Physics-Constrained Denoising Autoencoders for Data-Scarce Wildfire UAV Sensing

Wildfire monitoring requires high-resolution atmospheric measurements, yet low-cost sensors on Unmanned Aerial Vehicles (UAVs) exhibit baseline drift, cross-sensitivity, and response lag that corrupt concentration estimates. Traditional deep learning denoising approaches demand large datasets impractical to obtain from limited UAV flight campaigns. We present PC$^2$DAE, a physics-informed denoising autoencoder that addresses data scarcity by embedding physical constraints directly into the network architecture. Non-negative concentration estimates are enforced via softplus activations and physically plausible temporal smoothing, ensuring outputs are physically admissible by construction rather than relying on loss function penalties. The architecture employs hierarchical decoder heads for Black Carbon, Gas, and CO$_2$ sensor families, with two variants: PC$^2$DAE-Lean (21k parameters) for edge deployment and PC$^2$DAE-Wide (204k parameters) for offline processing. We evaluate on 7,894 synchronized 1 Hz samples collected from UAV flights during prescribed burns in Saskatchewan, Canada (approximately 2.2 hours of flight data), two orders of magnitude below typical deep learning requirements. PC$^2$DAE-Lean achieves 67.3\% smoothness improvement and 90.7\% high-frequency noise reduction with zero physics violations. Five baselines (LSTM-AE, U-Net, Transformer, CBDAE, DeSpaWN) produce 15--23\% negative outputs. The lean variant outperforms wide (+5.6\% smoothness), suggesting reduced capacity with strong inductive bias prevents overfitting in data-scarce regimes. Training completes in under 65 seconds on consumer hardware.

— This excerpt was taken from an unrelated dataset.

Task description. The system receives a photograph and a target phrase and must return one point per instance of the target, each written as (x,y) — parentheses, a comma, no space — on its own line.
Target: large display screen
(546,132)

翻译：野火监测需要高分辨率的大气测量，然而无人飞行器上的低成本传感器存在基线漂移、交叉敏感性和响应滞后等问题，这会污染浓度估计值。传统的深度学习去噪方法需要大量数据集，这在有限的无人机飞行活动中难以获取。我们提出了PC$^2$DAE，一种物理信息嵌入的去噪自编码器，通过将物理约束直接嵌入网络架构来解决数据稀缺问题。非负浓度估计通过softplus激活函数和物理上合理的时间平滑来强制实施，确保输出在构造上就是物理可接受的，而非依赖于损失函数的惩罚。该架构采用分层解码器头分别处理黑碳、气体和CO$_2$传感器家族，并提供两种变体：PC$^2$DAE-Lean（2.1万个参数）用于边缘部署，PC$^2$DAE-Wide（20.4万个参数）用于离线处理。我们在加拿大萨斯喀彻温省计划烧除期间，从无人机飞行收集的7,894个同步1赫兹样本（约2.2小时飞行数据）上进行了评估，数据量比典型的深度学习要求低两个数量级。PC$^2$DAE-Lean实现了67.3%的平滑度提升和90.7%的高频噪声抑制，且零物理违规。五个基线模型（LSTM-AE、U-Net、Transformer、CBDAE、DeSpaWN）产生了15-23%的负输出。精简变体优于宽泛变体（平滑度+5.6%），这表明在强归纳偏置下降低模型容量可以防止在数据稀缺场景中的过拟合。在消费级硬件上训练可在65秒内完成。